Cardiac contractile strength is recognised as being highly pH-sensitive, but less is known about the influence of pH on cardiac gene expression, which may become relevant in response to changes in myocardial metabolism or vascularization during development or disease. We sought evidence for pH-responsive cardiac genes, and a physiological context for this form of transcriptional regulation. pHLIP, a peptide-based reporter of acidity, revealed a non-uniform pH landscape in early-postnatal myocardium, dissipating in later life. pH-responsive differentially expressed genes (pH-DEGs) were identified by transcriptomics of neonatal cardiomyocytes cultured over a range of pH. Enrichment analysis indicated “striated muscle contraction” as a pH-responsive biological process. Label-free proteomics verified fifty-four pH-responsive gene-products, including contractile elements and the adaptor protein CRIP2. Using transcriptional assays, acidity was found to reduce p300/CBP acetylase activity and, its a functional readout, inhibit myocardin, a co-activator of cardiac gene expression. In cultured myocytes, acid-inhibition of p300/CBP reduced H3K27 acetylation, as demonstrated by chromatin immunoprecipitation. H3K27ac levels were more strongly reduced at promoters of acid-downregulated DEGs, implicating an epigenetic mechanism of pH-sensitive gene expression. By tandem cytoplasmic/nuclear pH imaging, the cardiac nucleus was found to exercise a degree of control over its pH through Na⁺/H⁺ exchangers at the nuclear envelope. Thus, we describe how extracellular pH signals gain access to the nucleus and regulate the expression of a subset of cardiac genes, notably those coding for contractile proteins and CRIP2. Acting as a proxy of a well-perfused myocardium, alkaline conditions are permissive for expressing genes related to the contractile apparatus.

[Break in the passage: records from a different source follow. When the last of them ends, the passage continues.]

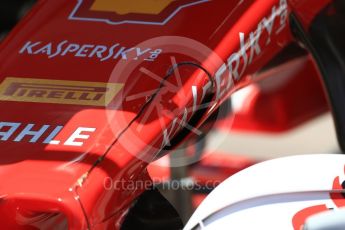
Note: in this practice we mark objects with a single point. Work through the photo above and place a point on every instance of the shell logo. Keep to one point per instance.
(115, 12)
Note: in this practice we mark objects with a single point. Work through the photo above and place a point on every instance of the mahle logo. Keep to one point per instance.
(151, 12)
(58, 92)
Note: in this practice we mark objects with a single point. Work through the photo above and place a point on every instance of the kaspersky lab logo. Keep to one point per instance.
(150, 12)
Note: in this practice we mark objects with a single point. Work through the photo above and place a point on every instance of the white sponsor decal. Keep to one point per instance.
(44, 134)
(100, 52)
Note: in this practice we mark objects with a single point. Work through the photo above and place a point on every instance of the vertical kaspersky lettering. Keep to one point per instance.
(251, 46)
(44, 134)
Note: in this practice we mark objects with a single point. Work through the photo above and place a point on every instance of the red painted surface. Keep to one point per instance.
(281, 104)
(46, 178)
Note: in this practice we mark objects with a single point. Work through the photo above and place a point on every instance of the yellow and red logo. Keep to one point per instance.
(151, 12)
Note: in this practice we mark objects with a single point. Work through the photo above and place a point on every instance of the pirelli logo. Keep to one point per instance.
(58, 91)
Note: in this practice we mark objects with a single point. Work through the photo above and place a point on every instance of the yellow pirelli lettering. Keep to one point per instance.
(122, 7)
(58, 91)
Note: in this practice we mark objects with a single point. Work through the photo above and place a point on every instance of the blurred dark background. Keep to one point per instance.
(11, 11)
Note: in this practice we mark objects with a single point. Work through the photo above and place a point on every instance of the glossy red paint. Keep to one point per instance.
(122, 137)
(282, 103)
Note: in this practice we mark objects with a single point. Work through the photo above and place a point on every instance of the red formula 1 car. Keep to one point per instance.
(93, 91)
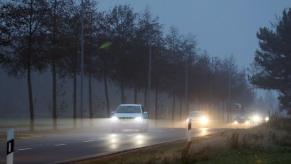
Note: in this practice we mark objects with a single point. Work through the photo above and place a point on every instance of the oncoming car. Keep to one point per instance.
(199, 119)
(129, 116)
(241, 120)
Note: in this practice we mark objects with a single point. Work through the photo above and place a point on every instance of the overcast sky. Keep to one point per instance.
(222, 27)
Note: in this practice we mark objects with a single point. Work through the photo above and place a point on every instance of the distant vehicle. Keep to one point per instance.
(241, 120)
(129, 116)
(198, 119)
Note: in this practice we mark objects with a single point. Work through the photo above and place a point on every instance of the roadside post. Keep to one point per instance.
(189, 130)
(10, 146)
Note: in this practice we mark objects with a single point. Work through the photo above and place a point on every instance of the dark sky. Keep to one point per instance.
(222, 27)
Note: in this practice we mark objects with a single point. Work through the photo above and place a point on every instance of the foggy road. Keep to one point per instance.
(84, 143)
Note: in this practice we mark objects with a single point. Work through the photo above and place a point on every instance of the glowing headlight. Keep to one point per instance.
(247, 122)
(187, 120)
(114, 118)
(203, 120)
(257, 118)
(138, 119)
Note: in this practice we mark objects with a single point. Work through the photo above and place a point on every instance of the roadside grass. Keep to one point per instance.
(259, 145)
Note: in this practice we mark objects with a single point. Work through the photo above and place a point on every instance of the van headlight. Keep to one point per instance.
(203, 120)
(114, 118)
(138, 119)
(247, 122)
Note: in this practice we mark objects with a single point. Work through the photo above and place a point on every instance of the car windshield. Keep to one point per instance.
(128, 109)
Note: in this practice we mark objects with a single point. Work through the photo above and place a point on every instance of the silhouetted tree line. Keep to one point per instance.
(44, 35)
(272, 68)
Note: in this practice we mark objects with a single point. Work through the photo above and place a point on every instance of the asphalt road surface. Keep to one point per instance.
(89, 142)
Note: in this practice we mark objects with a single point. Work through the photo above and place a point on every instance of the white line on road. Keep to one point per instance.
(22, 149)
(60, 144)
(89, 141)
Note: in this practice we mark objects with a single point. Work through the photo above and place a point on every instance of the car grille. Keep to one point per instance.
(126, 118)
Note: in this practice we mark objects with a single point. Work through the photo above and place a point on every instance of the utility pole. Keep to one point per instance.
(229, 93)
(186, 84)
(82, 57)
(148, 103)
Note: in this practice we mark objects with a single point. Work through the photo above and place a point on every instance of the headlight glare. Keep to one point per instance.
(138, 119)
(257, 118)
(203, 120)
(114, 118)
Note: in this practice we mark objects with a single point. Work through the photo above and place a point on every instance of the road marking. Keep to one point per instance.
(22, 149)
(60, 144)
(89, 141)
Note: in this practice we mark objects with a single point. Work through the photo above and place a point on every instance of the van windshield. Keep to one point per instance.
(128, 109)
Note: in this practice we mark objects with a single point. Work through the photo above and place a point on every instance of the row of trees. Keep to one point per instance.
(121, 46)
(272, 69)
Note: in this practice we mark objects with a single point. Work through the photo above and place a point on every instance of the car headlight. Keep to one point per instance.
(187, 120)
(247, 122)
(114, 118)
(138, 119)
(257, 118)
(203, 120)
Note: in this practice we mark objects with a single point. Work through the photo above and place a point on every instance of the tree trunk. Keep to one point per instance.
(75, 99)
(54, 95)
(122, 92)
(173, 107)
(156, 102)
(181, 109)
(29, 84)
(90, 95)
(30, 97)
(135, 93)
(145, 98)
(106, 94)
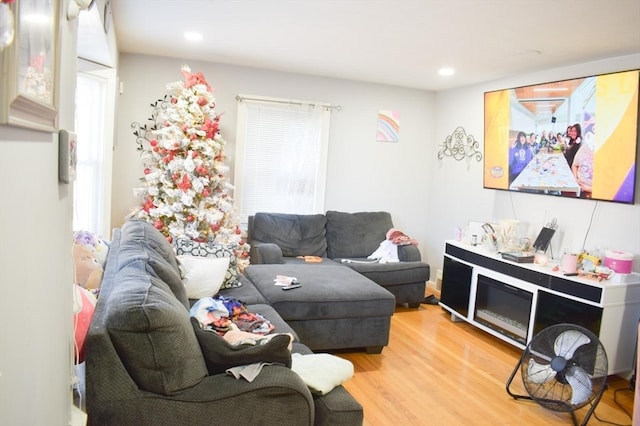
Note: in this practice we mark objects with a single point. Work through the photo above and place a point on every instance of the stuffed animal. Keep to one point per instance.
(84, 303)
(88, 270)
(399, 238)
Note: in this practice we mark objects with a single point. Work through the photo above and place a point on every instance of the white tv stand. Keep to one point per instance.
(515, 301)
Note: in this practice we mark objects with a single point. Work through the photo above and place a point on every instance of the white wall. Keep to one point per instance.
(362, 174)
(456, 187)
(428, 198)
(36, 272)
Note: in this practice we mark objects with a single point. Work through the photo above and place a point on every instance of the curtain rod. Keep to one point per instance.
(276, 101)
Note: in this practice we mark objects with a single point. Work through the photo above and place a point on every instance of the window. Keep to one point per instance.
(281, 156)
(95, 97)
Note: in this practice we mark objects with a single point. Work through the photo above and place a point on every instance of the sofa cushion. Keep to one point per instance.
(219, 355)
(356, 234)
(162, 269)
(393, 273)
(203, 276)
(328, 291)
(187, 246)
(152, 333)
(140, 230)
(296, 235)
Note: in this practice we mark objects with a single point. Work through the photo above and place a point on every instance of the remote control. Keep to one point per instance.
(291, 287)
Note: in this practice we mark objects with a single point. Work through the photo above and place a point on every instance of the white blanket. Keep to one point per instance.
(386, 252)
(321, 372)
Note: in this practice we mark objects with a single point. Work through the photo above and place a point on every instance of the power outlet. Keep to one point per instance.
(78, 417)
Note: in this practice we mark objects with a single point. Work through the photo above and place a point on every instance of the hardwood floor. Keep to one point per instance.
(439, 372)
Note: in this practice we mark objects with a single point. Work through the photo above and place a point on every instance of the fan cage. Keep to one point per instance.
(556, 393)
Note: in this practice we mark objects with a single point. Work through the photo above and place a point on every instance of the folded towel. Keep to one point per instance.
(248, 372)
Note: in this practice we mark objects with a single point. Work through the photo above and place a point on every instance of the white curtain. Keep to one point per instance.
(281, 156)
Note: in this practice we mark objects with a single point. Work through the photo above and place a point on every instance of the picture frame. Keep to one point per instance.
(29, 95)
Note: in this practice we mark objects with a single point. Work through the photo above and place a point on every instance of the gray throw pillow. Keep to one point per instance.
(356, 234)
(219, 355)
(296, 235)
(151, 331)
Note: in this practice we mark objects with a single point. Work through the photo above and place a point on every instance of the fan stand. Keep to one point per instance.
(593, 403)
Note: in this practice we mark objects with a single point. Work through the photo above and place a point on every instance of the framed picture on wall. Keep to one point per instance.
(29, 95)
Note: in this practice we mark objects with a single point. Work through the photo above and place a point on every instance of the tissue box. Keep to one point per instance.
(618, 261)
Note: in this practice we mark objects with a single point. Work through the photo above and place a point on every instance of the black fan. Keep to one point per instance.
(564, 368)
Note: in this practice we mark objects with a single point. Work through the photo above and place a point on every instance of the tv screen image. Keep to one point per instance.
(573, 138)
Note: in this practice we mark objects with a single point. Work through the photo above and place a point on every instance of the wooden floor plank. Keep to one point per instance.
(439, 372)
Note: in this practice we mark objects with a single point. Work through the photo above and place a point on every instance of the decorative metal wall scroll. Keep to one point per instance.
(459, 145)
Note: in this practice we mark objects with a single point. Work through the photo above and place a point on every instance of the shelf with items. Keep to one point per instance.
(514, 301)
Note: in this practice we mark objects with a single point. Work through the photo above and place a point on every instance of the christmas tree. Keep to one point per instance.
(184, 190)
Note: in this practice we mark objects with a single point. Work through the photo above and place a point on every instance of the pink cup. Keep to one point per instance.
(570, 263)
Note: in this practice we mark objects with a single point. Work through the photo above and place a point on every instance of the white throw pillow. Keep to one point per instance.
(203, 276)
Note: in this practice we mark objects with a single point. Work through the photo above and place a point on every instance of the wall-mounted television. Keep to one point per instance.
(572, 138)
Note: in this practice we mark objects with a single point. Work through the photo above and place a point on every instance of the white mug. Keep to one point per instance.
(570, 263)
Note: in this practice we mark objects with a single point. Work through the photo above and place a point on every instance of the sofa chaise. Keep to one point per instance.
(145, 362)
(339, 238)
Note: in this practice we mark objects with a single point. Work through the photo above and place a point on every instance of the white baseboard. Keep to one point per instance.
(78, 417)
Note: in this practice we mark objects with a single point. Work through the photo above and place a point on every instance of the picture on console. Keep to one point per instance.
(573, 138)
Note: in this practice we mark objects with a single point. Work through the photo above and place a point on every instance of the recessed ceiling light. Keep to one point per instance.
(193, 36)
(446, 71)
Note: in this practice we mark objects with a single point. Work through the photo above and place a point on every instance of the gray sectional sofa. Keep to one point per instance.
(339, 238)
(146, 363)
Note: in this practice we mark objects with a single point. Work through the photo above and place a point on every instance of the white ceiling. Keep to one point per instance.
(401, 42)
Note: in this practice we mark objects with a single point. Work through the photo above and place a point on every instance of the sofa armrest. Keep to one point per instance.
(409, 253)
(265, 253)
(218, 399)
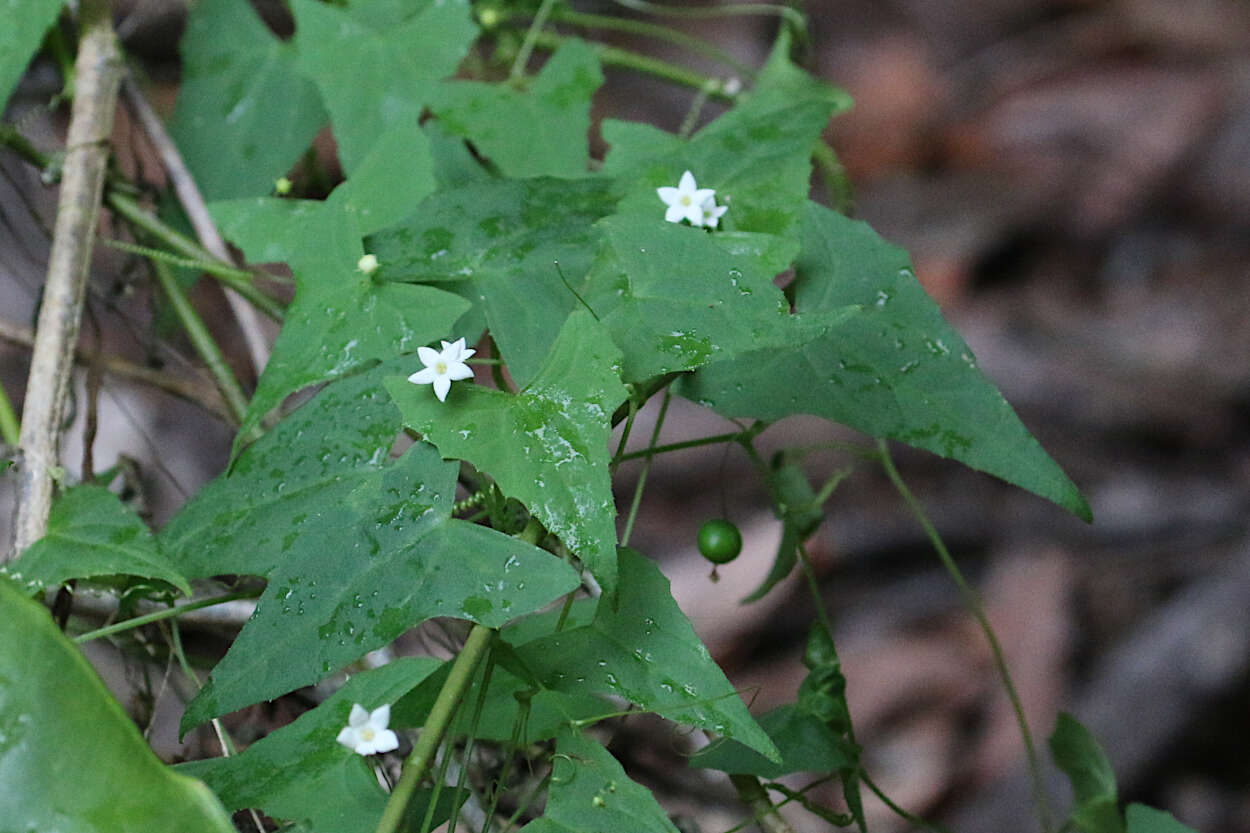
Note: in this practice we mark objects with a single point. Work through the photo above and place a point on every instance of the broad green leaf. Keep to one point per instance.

心脏收缩强度被认为对 pH 值高度敏感，但人们对 pH 值对心脏基因表达的影响知之甚少，这可能与发育或疾病期间心肌代谢或血管形成的变化有关。我们寻找 pH 反应心脏基因的证据，以及这种形式的转录调节的生理背景。PHLIP 是一种基于肽的酸度报告基因，它揭示了产后早期心肌中 pH 值不均匀的情况，并在以后的生活中消散。通过在一定 pH 范围内培养的新生儿心肌细胞的转录组学鉴定 pH 响应差异表达基因 (pH-DEG)。富集分析表明“横纹肌收缩”是一种 pH 响应生物过程。无标记蛋白质组学验证了 54 种 pH 响应基因产物，包括收缩元件和衔接蛋白 CRIP2。使用转录测定，发现酸度会降低 p300/CBP 乙酰化酶活性，并且其功能读数会抑制心肌素，心肌素是心脏基因表达的共激活剂。在培养的肌细胞中，p300/CBP 的酸抑制减少了 H3K27 乙酰化，染色质免疫沉淀证明了这一点。H3K27ac 水平在酸下调的 DEG 的启动子处更强烈地降低，暗示 pH 敏感基因表达的表观遗传机制。通过串联细胞质/核 pH 成像，发现心脏核通过 Na 对其 pH 进行一定程度的控制 心脏基因表达的共激活剂。在培养的肌细胞中，p300/CBP 的酸抑制减少了 H3K27 乙酰化，染色质免疫沉淀证明了这一点。H3K27ac 水平在酸下调的 DEG 的启动子处更强烈地降低，暗示 pH 敏感基因表达的表观遗传机制。通过串联细胞质/核 pH 成像，发现心脏核通过 Na 对其 pH 进行一定程度的控制 心脏基因表达的共激活剂。在培养的肌细胞中，p300/CBP 的酸抑制减少了 H3K27 乙酰化，染色质免疫沉淀证明了这一点。H3K27ac 水平在酸下调的 DEG 的启动子处更强烈地降低，暗示 pH 敏感基因表达的表观遗传机制。通过串联细胞质/核 pH 成像，发现心脏核通过 Na 对其 pH 进行一定程度的控制⁺ /H ⁺核包膜处的交换器。因此，我们描述了细胞外 pH 信号如何进入细胞核并调节心脏基因子集的表达，特别是那些编码收缩蛋白和 CRIP2 的基因。作为灌注良好的心肌的代表，碱性条件允许表达与收缩装置相关的基因。